AUSTRALIA’S major newspapers and broadcasters are reporting an increase in the number of fake news stories on their websites.
The latest issue of The Australian Financial Journal contains a list of stories which were “faked” on major Australian publications.
It is not clear how many stories have been fabricated but the list does include the likes of the ABC, The Age, The Courier-Mail, The Drum, The Australian, The Hill, The Sun, The World, and the Sydney Morning Herald.
In a statement, The ABC said the news was “fake news” and that it was “investigating and taking appropriate action” in relation to the stories.
But The Courier Mail said it had “zero tolerance for false stories” and is investigating the issue.
“We have zero tolerance for fake stories,” the paper said in a statement.
A spokesperson for The Daily Telegraph said it “rejected” the claims.
ABC News Australia also reported an increase.
An article about a recent investigation into a Queensland school board was also flagged.
However, the report was later taken down.
Another story about a former NSW state cabinet minister was also removed from the paper.
And a story about the Sydney Opera House was also taken down from the ABC.
Several stories were flagged up by news websites last week.
They included a story in the Australian about a planned “paedophile ring” in Melbourne.
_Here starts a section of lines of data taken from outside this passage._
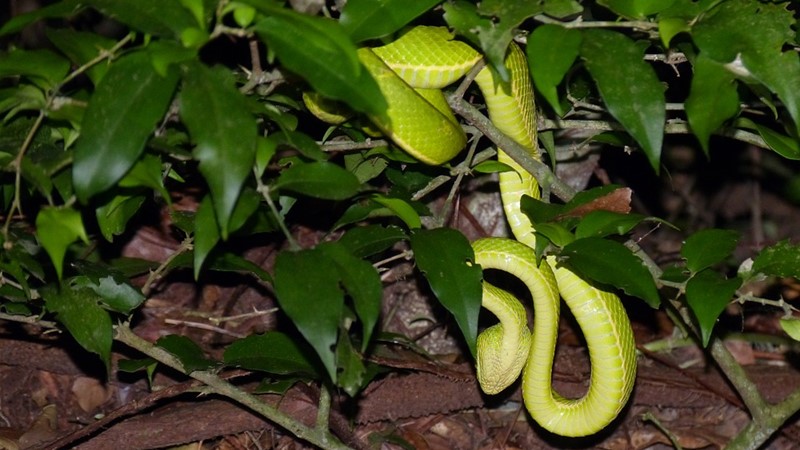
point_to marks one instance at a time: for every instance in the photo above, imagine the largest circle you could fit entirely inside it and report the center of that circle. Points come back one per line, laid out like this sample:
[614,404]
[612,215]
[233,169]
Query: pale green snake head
[422,125]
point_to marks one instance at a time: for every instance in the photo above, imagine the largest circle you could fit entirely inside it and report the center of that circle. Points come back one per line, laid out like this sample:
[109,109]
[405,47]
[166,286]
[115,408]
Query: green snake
[419,121]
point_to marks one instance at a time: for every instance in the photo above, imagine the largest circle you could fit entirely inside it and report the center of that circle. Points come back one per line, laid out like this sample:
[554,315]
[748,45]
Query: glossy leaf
[629,87]
[82,47]
[445,258]
[602,223]
[637,9]
[272,352]
[225,133]
[313,303]
[712,100]
[154,17]
[318,179]
[369,240]
[86,321]
[610,263]
[318,50]
[708,293]
[749,37]
[370,19]
[779,260]
[708,247]
[190,354]
[118,122]
[552,50]
[206,233]
[57,229]
[361,282]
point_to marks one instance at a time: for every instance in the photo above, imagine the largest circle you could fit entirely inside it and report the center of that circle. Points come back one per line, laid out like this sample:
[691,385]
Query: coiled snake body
[420,122]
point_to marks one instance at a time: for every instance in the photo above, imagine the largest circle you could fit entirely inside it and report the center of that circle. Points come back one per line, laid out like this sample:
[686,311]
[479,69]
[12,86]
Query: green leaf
[190,354]
[610,263]
[206,233]
[225,132]
[712,100]
[362,282]
[552,50]
[112,218]
[401,208]
[369,240]
[602,223]
[370,19]
[118,122]
[791,326]
[318,50]
[81,47]
[154,17]
[708,247]
[320,179]
[111,286]
[57,229]
[629,87]
[708,293]
[749,37]
[85,320]
[313,303]
[351,366]
[779,260]
[44,67]
[445,258]
[272,352]
[637,9]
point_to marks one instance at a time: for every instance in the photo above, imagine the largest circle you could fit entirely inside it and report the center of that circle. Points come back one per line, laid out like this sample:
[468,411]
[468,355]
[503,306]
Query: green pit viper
[411,71]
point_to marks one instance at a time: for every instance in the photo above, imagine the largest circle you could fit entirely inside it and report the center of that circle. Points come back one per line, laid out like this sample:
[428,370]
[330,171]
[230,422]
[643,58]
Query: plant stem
[319,436]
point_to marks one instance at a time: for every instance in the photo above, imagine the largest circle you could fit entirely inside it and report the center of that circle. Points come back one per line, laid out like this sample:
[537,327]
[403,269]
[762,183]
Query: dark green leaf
[351,366]
[445,257]
[206,233]
[318,179]
[220,124]
[113,217]
[610,263]
[708,247]
[190,354]
[779,260]
[120,118]
[85,320]
[272,352]
[113,289]
[42,66]
[637,9]
[313,303]
[712,100]
[708,293]
[148,16]
[602,223]
[629,87]
[57,229]
[319,50]
[370,19]
[552,50]
[81,47]
[362,282]
[749,37]
[369,240]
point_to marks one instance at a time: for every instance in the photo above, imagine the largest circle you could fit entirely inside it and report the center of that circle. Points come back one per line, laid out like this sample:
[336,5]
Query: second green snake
[419,121]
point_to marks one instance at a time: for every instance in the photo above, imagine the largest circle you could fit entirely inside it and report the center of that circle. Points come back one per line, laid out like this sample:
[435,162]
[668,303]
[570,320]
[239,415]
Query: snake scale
[411,71]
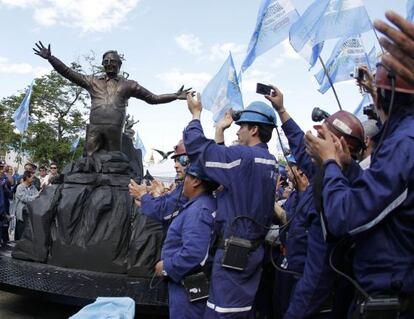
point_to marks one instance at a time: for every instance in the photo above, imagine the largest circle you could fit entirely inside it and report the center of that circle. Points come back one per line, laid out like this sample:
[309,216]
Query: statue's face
[111,64]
Then there was a story published in the Sydney Bulletin about a local man being jailed for two years for allegedly sexually assaulting a 12-year-old girl.
News of the “fake” stories was not disclosed in the newspaper.
According to the ABC News website, “a number of the stories were based on unsubstantiated information from the media.”
The ABC also flagged up an article about the murder of a former Queensland government minister, Senator Ian Macdonald.
While the story was initially published on the ABC website, it was later removed.
Despite the recent rise in fake news, it is not the first time the ABC has reported on fake stories.
Earlier this month, The Daily Beast, a website that covers the US political and media landscape, ran a story headlined “Fake News: The ABC News Story” with the headline “ABC News has a problem with fake news.”
And in June, ABC News reported that the company that runs The Age was investigating “fake stories” on the site.
Earlier this week, The Sunday Telegraph ran an article which said that a newspaper had reported “false allegations of sexual abuse” in Sydney’s inner-west.
On Wednesday, the ABC ran a front page story entitled “Fake news: The truth about fake news”.
The report said that “fake media” was the term used to describe websites that “frequently spread false or misleading stories.”